The appreciation of objects and subjects is the same for an enlightened as for an unenlightened person. The former has one greatness: he remains in the subjective mood, not lost in things.
- The instruction: throughout the day, whenever something impresses or drags you outward, exhale fully — and if no gap opens, stop the breath at the empty point (don’t inhale) — then look at the attracting thing as a pure witness. Breath is the bridge between you and the world; suspend it and the bridge breaks. One such moment gives the taste of witnessing; repeated, it brings a subtle joy of being — for the first time you feel that you ARE, a center crystallizing that you can move into at will while the world goes powerless.
- Nothing attracts you — YOU get attracted. Bharthruhari meditating in the forest: a huge diamond catches his eye, two riders arrive, fight, die — the diamond simply lies there throughout.

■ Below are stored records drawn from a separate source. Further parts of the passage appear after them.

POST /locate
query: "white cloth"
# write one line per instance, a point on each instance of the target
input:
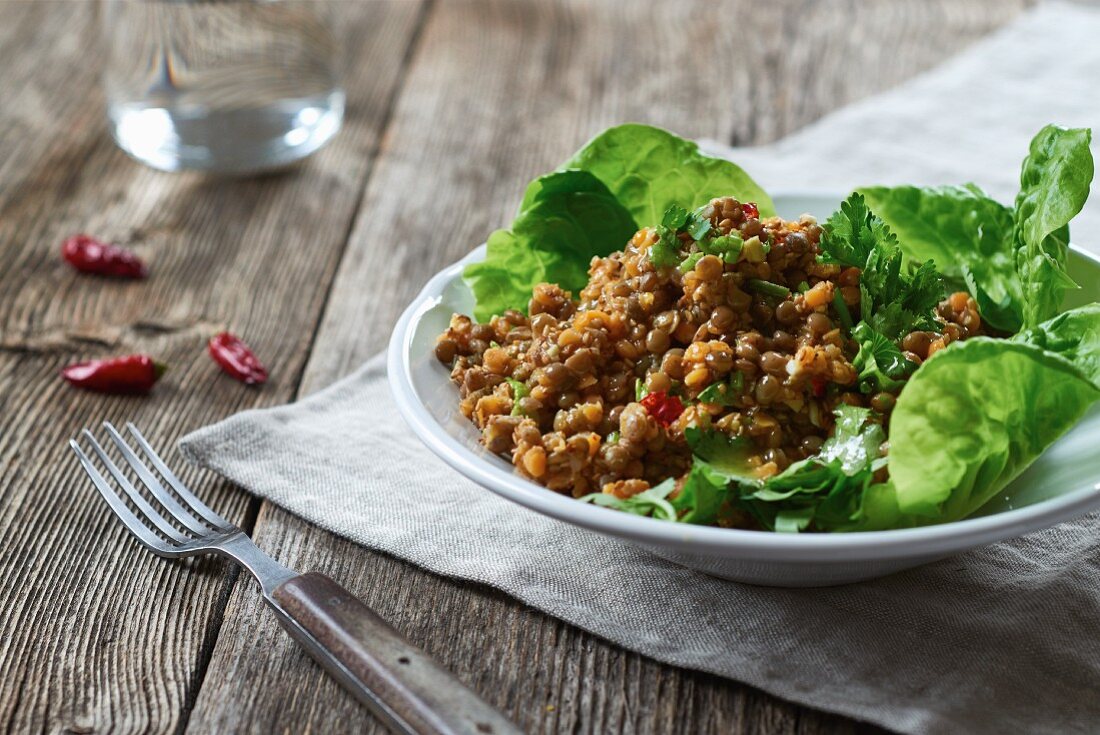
(1000, 640)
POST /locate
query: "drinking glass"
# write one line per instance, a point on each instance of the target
(227, 86)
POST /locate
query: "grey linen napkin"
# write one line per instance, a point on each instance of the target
(998, 640)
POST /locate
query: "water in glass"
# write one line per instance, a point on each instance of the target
(229, 86)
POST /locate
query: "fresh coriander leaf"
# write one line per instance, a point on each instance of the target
(842, 310)
(879, 361)
(701, 494)
(853, 443)
(767, 288)
(666, 251)
(853, 233)
(699, 227)
(650, 502)
(674, 217)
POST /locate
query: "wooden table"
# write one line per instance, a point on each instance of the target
(453, 107)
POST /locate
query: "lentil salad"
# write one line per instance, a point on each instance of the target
(724, 366)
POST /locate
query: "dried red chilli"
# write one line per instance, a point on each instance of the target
(237, 359)
(133, 374)
(662, 407)
(88, 254)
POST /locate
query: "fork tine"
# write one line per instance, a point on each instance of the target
(169, 503)
(142, 504)
(129, 519)
(195, 504)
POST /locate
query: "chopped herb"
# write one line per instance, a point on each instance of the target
(768, 288)
(842, 310)
(666, 251)
(699, 228)
(690, 262)
(519, 390)
(717, 394)
(674, 217)
(726, 247)
(892, 302)
(650, 502)
(724, 393)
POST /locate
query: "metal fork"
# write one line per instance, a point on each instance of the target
(405, 688)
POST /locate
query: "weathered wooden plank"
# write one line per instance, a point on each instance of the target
(98, 634)
(501, 91)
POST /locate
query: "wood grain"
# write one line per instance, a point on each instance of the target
(496, 94)
(98, 634)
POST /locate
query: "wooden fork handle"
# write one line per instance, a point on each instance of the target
(409, 691)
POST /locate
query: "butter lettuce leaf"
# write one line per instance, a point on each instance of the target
(1054, 184)
(977, 414)
(967, 233)
(1011, 260)
(568, 218)
(649, 169)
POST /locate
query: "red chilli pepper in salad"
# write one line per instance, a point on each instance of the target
(133, 374)
(237, 359)
(88, 254)
(663, 407)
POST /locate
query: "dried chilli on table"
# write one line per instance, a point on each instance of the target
(133, 374)
(88, 254)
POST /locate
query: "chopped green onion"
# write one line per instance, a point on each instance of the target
(518, 391)
(768, 288)
(842, 309)
(674, 217)
(690, 262)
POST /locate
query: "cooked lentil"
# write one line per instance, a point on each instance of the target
(581, 424)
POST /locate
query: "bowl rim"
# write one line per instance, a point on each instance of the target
(710, 539)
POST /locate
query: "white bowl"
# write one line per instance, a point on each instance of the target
(1062, 484)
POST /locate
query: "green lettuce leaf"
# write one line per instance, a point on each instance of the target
(650, 169)
(977, 414)
(827, 490)
(652, 502)
(969, 237)
(894, 299)
(1074, 336)
(1054, 184)
(879, 361)
(568, 218)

Objects are innocent; it is your inner weakness that lends them power. The more alert you become, the more powerless things grow.

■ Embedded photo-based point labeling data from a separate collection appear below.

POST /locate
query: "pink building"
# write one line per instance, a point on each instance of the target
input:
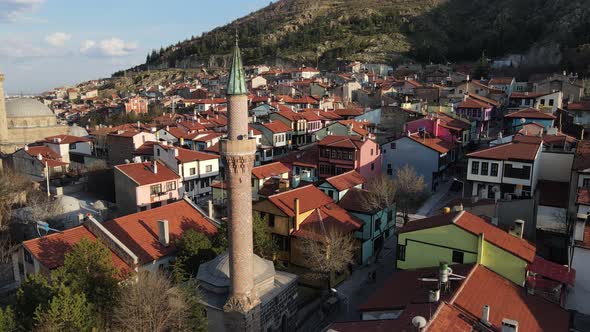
(144, 186)
(340, 154)
(137, 105)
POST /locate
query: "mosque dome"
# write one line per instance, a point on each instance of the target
(77, 131)
(26, 107)
(216, 271)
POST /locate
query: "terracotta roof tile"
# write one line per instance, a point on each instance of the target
(143, 174)
(66, 139)
(353, 142)
(346, 180)
(507, 300)
(582, 156)
(139, 231)
(516, 150)
(277, 127)
(435, 143)
(50, 250)
(310, 198)
(530, 113)
(476, 225)
(270, 170)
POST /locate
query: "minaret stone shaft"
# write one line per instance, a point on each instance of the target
(238, 152)
(3, 119)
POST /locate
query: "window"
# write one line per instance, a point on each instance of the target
(484, 168)
(475, 167)
(494, 171)
(458, 257)
(170, 185)
(155, 189)
(28, 257)
(401, 252)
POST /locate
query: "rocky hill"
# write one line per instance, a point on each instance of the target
(322, 32)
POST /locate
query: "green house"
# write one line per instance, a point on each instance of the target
(461, 238)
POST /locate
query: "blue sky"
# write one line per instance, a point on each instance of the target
(49, 43)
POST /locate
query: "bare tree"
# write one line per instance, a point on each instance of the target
(151, 303)
(331, 252)
(382, 193)
(410, 189)
(13, 191)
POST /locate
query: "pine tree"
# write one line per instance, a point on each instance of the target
(7, 320)
(67, 311)
(88, 267)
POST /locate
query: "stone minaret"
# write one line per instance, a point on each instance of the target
(3, 121)
(238, 152)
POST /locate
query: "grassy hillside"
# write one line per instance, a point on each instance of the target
(325, 31)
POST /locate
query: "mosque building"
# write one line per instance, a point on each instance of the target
(25, 120)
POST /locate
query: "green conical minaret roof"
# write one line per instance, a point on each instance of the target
(236, 84)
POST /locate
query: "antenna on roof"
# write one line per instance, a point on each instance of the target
(43, 226)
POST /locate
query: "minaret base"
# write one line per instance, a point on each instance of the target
(241, 314)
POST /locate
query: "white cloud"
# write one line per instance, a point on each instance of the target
(111, 47)
(57, 39)
(12, 10)
(18, 48)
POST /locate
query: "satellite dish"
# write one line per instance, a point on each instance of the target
(419, 322)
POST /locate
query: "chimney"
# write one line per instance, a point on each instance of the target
(434, 295)
(518, 228)
(296, 213)
(210, 209)
(509, 325)
(485, 317)
(163, 232)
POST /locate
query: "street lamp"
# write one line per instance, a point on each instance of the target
(462, 187)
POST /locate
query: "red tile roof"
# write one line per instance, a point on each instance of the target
(530, 113)
(143, 174)
(552, 270)
(307, 157)
(473, 103)
(434, 143)
(349, 111)
(506, 300)
(516, 150)
(310, 198)
(527, 95)
(139, 231)
(276, 127)
(51, 250)
(476, 226)
(333, 217)
(66, 139)
(580, 106)
(357, 200)
(270, 170)
(346, 180)
(353, 142)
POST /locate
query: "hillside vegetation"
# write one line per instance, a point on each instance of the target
(322, 32)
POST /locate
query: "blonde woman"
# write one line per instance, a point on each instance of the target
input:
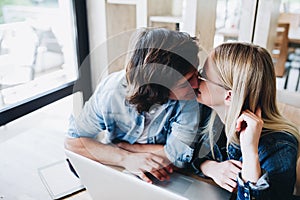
(256, 153)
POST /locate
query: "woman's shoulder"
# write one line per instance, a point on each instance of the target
(272, 138)
(278, 151)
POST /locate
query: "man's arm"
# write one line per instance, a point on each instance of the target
(137, 163)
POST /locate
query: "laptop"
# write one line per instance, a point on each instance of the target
(104, 182)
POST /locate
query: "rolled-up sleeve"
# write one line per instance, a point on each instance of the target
(179, 147)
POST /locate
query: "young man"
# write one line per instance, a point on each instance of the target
(148, 112)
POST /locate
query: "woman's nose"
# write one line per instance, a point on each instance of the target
(194, 81)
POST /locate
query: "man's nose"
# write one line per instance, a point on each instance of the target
(194, 82)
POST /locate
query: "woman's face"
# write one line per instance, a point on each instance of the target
(210, 91)
(186, 88)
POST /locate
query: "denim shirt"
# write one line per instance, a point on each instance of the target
(277, 155)
(108, 110)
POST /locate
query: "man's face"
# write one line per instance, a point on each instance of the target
(186, 88)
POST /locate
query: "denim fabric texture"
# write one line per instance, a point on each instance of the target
(277, 156)
(107, 110)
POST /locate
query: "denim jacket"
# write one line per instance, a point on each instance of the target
(175, 126)
(277, 156)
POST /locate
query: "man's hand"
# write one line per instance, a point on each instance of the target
(147, 158)
(223, 173)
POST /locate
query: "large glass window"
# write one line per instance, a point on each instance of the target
(37, 49)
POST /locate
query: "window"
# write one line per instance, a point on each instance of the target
(41, 50)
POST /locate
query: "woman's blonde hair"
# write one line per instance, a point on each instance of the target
(248, 71)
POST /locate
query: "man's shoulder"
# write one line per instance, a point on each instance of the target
(114, 80)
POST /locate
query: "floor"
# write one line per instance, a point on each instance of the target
(35, 141)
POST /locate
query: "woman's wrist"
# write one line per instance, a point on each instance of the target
(207, 166)
(251, 170)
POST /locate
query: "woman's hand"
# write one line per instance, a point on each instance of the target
(249, 126)
(223, 173)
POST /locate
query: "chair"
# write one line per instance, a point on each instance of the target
(291, 18)
(294, 56)
(280, 50)
(288, 104)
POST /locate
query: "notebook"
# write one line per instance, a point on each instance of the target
(104, 182)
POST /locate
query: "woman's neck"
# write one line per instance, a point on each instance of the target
(221, 111)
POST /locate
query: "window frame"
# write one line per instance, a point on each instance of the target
(13, 112)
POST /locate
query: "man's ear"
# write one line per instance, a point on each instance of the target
(227, 99)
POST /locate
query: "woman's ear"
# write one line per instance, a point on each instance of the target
(227, 99)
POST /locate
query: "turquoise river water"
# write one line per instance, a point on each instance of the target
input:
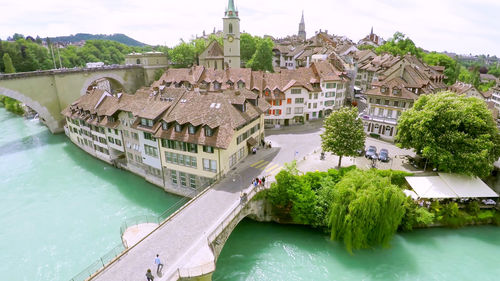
(61, 209)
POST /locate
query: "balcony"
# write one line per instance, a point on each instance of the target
(382, 119)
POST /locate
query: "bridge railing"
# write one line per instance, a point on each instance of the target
(122, 248)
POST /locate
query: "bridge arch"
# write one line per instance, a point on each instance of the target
(114, 78)
(42, 111)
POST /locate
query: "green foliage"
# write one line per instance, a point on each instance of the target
(159, 73)
(415, 216)
(262, 59)
(7, 61)
(366, 210)
(248, 45)
(452, 68)
(400, 45)
(457, 134)
(473, 208)
(343, 135)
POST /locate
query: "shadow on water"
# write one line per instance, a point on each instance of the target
(30, 142)
(130, 185)
(298, 251)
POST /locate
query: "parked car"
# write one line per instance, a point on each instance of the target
(384, 155)
(371, 152)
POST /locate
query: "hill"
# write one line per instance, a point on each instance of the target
(118, 37)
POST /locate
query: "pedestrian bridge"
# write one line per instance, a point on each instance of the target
(49, 92)
(189, 241)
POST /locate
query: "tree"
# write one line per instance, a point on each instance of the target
(262, 59)
(455, 133)
(366, 210)
(400, 45)
(7, 62)
(344, 134)
(452, 68)
(248, 46)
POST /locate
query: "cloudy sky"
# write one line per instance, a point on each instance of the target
(462, 26)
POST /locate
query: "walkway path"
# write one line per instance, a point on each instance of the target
(177, 241)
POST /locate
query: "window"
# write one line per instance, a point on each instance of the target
(151, 151)
(192, 181)
(210, 165)
(331, 85)
(208, 131)
(208, 149)
(149, 136)
(173, 175)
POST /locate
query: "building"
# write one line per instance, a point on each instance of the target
(231, 30)
(176, 138)
(212, 56)
(302, 28)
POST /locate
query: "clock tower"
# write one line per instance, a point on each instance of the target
(231, 33)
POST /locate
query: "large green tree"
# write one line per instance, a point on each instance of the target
(452, 68)
(7, 62)
(366, 210)
(455, 133)
(400, 45)
(262, 59)
(343, 135)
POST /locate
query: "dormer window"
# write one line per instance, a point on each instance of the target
(208, 131)
(191, 129)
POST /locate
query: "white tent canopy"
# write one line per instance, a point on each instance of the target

- Three grades: (1) Unenlightened — situations are master, you are dragged, you have no real ‘I’ yet; (2) the SADHAK — alert but fighting, one lapse and you fall back under the object’s spell; (3) the SIDDHA — alertness is natural as breathing, situations transform around him by mere presence. This practice is the move from grade 1 toward 2 and 3.
- Detachment is NOT renunciation. Renouncing the world changes the situation, not yourself — the response of a weak personality. The strong, alert person changes themselves within the same world. The enlightened and the unenlightened walk the same streets; only the inner subjectivity differs.

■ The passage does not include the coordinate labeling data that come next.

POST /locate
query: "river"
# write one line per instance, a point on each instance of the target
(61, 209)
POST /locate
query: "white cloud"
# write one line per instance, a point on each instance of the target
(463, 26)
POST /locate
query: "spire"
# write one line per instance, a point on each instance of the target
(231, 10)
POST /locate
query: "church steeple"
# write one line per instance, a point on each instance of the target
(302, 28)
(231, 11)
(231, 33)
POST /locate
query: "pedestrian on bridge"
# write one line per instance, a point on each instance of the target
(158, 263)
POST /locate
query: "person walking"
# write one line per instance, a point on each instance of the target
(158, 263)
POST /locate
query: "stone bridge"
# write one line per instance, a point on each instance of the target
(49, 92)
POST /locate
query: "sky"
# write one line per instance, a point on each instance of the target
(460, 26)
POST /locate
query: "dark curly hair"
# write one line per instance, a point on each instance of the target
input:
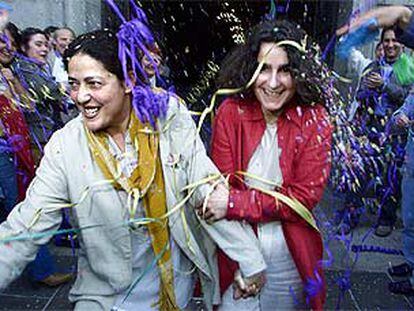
(239, 66)
(101, 45)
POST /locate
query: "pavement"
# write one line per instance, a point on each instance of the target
(367, 290)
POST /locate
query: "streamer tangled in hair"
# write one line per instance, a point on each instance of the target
(134, 40)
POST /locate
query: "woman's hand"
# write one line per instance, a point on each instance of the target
(216, 207)
(247, 287)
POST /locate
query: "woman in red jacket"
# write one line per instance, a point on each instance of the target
(274, 137)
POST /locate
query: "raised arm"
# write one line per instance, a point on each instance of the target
(47, 190)
(236, 240)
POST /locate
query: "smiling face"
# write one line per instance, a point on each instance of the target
(7, 48)
(274, 86)
(392, 48)
(63, 38)
(103, 99)
(37, 48)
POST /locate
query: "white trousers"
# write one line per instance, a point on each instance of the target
(283, 288)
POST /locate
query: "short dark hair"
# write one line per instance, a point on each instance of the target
(50, 30)
(384, 30)
(101, 45)
(239, 66)
(27, 34)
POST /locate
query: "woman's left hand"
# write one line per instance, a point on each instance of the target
(216, 208)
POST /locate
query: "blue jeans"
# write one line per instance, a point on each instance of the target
(408, 204)
(43, 265)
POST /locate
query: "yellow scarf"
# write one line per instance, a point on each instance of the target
(146, 183)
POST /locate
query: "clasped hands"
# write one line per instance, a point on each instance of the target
(247, 287)
(216, 206)
(214, 210)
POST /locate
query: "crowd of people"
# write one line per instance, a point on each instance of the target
(94, 142)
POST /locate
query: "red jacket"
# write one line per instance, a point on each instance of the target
(304, 137)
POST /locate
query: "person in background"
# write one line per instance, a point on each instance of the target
(380, 94)
(17, 165)
(155, 68)
(158, 153)
(48, 96)
(402, 18)
(61, 39)
(278, 135)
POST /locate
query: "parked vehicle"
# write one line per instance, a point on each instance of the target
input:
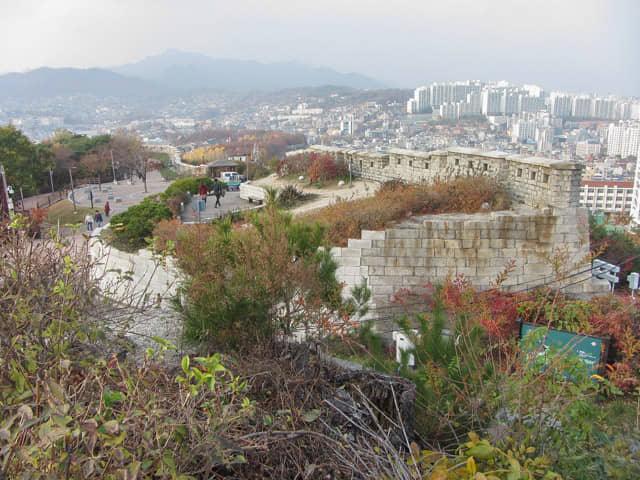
(232, 179)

- [Q&A fold-in] Deeper meditation produces MORE sensitivity AND more detachment simultaneously — they are not opposites, awareness is their shared root. What feels like ‘sensitivity creating subtle attachment’ is actually sentimentalism (animal inheritance, reactive, automatic) being mistaken for sensitivity. Buddha sending the grieving mother to find a house where no one had died — his disciples wept (sentimentalism); he played the trick knowing she’d return empty-handed and mature (true sensitivity). Criterion: if attachment is growing with meditation, the meditation is erring somewhere. You cannot practise detachment directly; practise meditation and detachment follows as by-product.
- [Q&A fold-in] Attachment means the center of being has migrated out of you into the other (Majnun cannot live without Laila — his center is outside himself). Awareness keeps you whole; wholeness means you don’t need anyone to complete you. From that wholeness, love becomes a free overflowing gift with no condition and no need of return — not the bargaining born of dependency.